Warning: ncu expert system recommendations can be misleading. Always verify with actual metrics and experiments.

NVTX for Custom Instrumentation

When you need finer granularity than kernel-level, use NVTX:

#include <nvtx3/nvToolsExt.h>

void processData() {
    nvtxRangePush("Data Processing");
    
    nvtxRangePush("Preprocessing");
    preprocess();
    nvtxRangePop();
    
    nvtxRangePush("Kernel Execution");
    myKernel<<<grid, block>>>(data, n);
    cudaDeviceSynchronize();
    nvtxRangePop();
    
    nvtxRangePush("Postprocessing");
    postprocess();
    nvtxRangePop();
    
    nvtxRangePop();
}

Link with: -lnvToolsExt

Profile and view NVTX stats:

nsys profile --trace=cuda,nvtx -o report ./program
nsys stats report.nsys-rep --report nvtx_sum

Common Performance Patterns

Symptom Likely Cause Investigation
Low GPU utilization Kernel launch overhead, CPU bottleneck nsys timeline, look for gaps
Memory bound Poor access patterns, low cache hit ncu memory section, check coalescing
Compute bound but slow Low occupancy, register pressure ncu occupancy, reduce registers
Lots of small kernels Launch overhead dominates nsys timeline, consider fusion
High memcpy time Excessive H2D/D2H transfers nsys cuda_gpu_mem, batch transfers

Compilation Reference

# Debug build
nvcc -g -G -lineinfo -O0 program.cu -o program_debug

# Release build
nvcc -O3 -lineinfo program.cu -o program

# Specific architecture
nvcc -arch=sm_80 program.cu -o program  # Ampere
nvcc -arch=sm_89 program.cu -o program  # Ada Lovelace
nvcc -arch=sm_90 program.cu -o program  # Hopper

# Generate PTX (inspect it)
nvcc -ptx program.cu

# Verbose compilation (see register usage)
nvcc --ptxas-options=-v program.cu

# With NVTX
nvcc program.cu -lnvToolsExt -o program

Always compile with -lineinfo for production profiling — minimal overhead, enables source correlation.

PTX Reference

Complete PTX ISA 9.1 documentation is available locally at references/ptx-docs/ (477 markdown files with all tables, code blocks, and examples preserved).

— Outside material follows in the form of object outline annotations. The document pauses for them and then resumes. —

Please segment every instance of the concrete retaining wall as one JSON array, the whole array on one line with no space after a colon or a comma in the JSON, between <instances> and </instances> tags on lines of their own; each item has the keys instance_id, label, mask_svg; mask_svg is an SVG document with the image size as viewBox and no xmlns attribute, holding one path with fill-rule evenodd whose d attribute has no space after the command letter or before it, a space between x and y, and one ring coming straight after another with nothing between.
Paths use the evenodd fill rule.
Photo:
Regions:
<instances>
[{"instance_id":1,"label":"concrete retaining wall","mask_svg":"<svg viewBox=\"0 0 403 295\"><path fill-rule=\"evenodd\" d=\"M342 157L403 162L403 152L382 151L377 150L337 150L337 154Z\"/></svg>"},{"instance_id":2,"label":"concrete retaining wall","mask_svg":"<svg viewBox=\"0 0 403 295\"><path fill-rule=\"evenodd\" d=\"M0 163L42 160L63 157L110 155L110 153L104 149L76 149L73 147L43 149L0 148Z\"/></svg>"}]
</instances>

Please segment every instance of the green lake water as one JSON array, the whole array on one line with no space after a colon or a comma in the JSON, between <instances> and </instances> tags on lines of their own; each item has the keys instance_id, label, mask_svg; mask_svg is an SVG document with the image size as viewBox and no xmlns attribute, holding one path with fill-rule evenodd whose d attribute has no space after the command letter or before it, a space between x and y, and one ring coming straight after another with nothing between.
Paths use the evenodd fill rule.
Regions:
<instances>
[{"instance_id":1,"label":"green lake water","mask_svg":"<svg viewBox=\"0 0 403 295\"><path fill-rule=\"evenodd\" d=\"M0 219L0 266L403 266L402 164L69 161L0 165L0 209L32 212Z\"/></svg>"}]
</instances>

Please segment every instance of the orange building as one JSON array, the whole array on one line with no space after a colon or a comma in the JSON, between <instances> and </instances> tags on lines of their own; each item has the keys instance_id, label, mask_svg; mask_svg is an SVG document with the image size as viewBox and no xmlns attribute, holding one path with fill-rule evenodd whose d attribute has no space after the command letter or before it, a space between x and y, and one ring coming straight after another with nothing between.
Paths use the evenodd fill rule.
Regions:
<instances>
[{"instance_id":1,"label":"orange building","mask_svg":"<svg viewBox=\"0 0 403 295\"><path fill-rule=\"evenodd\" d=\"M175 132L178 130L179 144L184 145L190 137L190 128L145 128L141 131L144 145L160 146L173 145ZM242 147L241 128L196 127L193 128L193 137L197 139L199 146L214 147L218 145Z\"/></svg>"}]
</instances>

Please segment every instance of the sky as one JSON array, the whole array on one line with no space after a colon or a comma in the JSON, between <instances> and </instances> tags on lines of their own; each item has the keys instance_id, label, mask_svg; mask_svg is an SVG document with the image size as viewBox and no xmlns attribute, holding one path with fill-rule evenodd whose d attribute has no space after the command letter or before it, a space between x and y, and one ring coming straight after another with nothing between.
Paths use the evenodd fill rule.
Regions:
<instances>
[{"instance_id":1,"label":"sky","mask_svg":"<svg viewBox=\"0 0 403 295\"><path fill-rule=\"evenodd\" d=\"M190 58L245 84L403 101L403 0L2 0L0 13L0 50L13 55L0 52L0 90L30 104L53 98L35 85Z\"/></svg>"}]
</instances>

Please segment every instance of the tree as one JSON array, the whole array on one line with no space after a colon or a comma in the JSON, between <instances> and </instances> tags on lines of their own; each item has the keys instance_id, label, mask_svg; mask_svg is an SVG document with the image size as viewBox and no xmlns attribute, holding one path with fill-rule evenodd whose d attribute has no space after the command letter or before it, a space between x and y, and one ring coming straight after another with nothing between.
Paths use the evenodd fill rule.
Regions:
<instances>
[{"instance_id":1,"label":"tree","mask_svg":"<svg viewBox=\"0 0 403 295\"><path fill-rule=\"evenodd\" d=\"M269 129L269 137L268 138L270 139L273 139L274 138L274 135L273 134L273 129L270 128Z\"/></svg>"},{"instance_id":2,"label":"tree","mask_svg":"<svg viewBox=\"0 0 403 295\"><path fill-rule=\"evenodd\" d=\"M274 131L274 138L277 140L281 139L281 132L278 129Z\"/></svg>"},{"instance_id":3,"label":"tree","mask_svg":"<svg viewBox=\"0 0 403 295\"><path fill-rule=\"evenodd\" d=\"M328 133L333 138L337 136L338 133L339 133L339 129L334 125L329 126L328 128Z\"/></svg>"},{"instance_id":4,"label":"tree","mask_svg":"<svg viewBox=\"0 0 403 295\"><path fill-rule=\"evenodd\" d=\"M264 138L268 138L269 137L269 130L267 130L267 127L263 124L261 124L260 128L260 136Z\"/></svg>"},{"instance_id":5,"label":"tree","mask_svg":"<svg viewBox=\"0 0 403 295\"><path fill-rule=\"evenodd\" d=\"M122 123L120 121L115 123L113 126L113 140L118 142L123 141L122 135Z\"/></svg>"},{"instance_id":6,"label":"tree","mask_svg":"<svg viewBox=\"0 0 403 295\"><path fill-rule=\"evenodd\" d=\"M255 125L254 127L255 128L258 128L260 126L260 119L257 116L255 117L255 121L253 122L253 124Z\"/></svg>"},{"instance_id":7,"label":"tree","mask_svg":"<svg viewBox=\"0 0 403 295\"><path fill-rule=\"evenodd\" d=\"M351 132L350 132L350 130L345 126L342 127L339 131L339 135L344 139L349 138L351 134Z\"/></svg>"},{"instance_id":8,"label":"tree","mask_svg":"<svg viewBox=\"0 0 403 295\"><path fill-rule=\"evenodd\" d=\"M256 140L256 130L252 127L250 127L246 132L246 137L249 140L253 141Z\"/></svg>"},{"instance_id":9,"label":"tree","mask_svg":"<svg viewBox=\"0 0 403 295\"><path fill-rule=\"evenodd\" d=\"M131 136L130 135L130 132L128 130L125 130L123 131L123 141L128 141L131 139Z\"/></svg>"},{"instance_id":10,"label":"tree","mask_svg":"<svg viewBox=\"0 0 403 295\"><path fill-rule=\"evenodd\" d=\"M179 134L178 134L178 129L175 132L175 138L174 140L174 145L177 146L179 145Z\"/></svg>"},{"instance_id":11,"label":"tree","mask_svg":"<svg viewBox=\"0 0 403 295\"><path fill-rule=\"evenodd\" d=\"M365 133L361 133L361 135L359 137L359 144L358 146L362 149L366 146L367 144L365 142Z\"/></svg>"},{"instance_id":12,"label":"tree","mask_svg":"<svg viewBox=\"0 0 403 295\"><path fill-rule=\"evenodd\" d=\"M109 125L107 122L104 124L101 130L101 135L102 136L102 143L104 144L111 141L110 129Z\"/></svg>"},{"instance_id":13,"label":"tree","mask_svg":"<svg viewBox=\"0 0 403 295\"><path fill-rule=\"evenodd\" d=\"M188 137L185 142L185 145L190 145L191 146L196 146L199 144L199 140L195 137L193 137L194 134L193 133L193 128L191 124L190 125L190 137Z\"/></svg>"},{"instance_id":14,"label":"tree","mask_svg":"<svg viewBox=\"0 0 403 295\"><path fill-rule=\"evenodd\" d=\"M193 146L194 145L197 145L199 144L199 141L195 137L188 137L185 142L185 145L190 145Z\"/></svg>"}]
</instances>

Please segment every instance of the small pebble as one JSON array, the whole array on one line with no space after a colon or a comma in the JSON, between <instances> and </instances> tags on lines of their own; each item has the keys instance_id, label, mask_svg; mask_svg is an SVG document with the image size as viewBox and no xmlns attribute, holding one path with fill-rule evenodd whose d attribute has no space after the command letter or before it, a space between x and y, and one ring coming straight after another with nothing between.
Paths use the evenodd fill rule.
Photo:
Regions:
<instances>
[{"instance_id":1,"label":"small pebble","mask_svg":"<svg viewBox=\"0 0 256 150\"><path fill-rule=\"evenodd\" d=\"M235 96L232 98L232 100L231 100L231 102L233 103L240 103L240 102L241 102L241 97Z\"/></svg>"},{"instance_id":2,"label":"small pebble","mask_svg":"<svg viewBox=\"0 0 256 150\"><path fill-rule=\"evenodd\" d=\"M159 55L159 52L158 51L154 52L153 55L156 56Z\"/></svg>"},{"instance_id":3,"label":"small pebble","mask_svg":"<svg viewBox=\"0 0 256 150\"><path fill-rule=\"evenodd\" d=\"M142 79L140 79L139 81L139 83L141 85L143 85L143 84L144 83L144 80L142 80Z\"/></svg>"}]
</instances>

See references/ptx-isa.md for:

  • Quick search examples (register fragments, swizzling, TMA)
  • Documentation structure guide
  • Common PTX patterns
  • TensorCore operation references (WMMA, WGMMA, TMA)

Use PTX reference when you need to:

  • Understand generated PTX (via cuobjdump -ptx)
  • Write inline PTX assembly
  • Debug code generation issues
  • Optimize at the instruction level
  • Look up TensorCore operations (WMMA, WGMMA, TMA)
  • Understand memory operations and swizzling modes

Reference Files

  • references/nsys-guide.md — Detailed nsys usage and analysis patterns
  • references/ncu-guide.md — Detailed ncu metrics and interpretation
  • references/debugging-tools.md — compute-sanitizer, cuda-gdb, cuobjdump details
  • references/nvtx-patterns.md — NVTX instrumentation patterns
  • references/ptx-isa.md — PTX instruction set reference (when available)

Checklist Before Optimizing

  • Established reproducible baseline timing
  • Profiled with nsys to identify hotspots
  • Know which kernel(s) dominate runtime
  • Profiled target kernel with ncu
  • Identified specific bottleneck (memory? compute? latency?)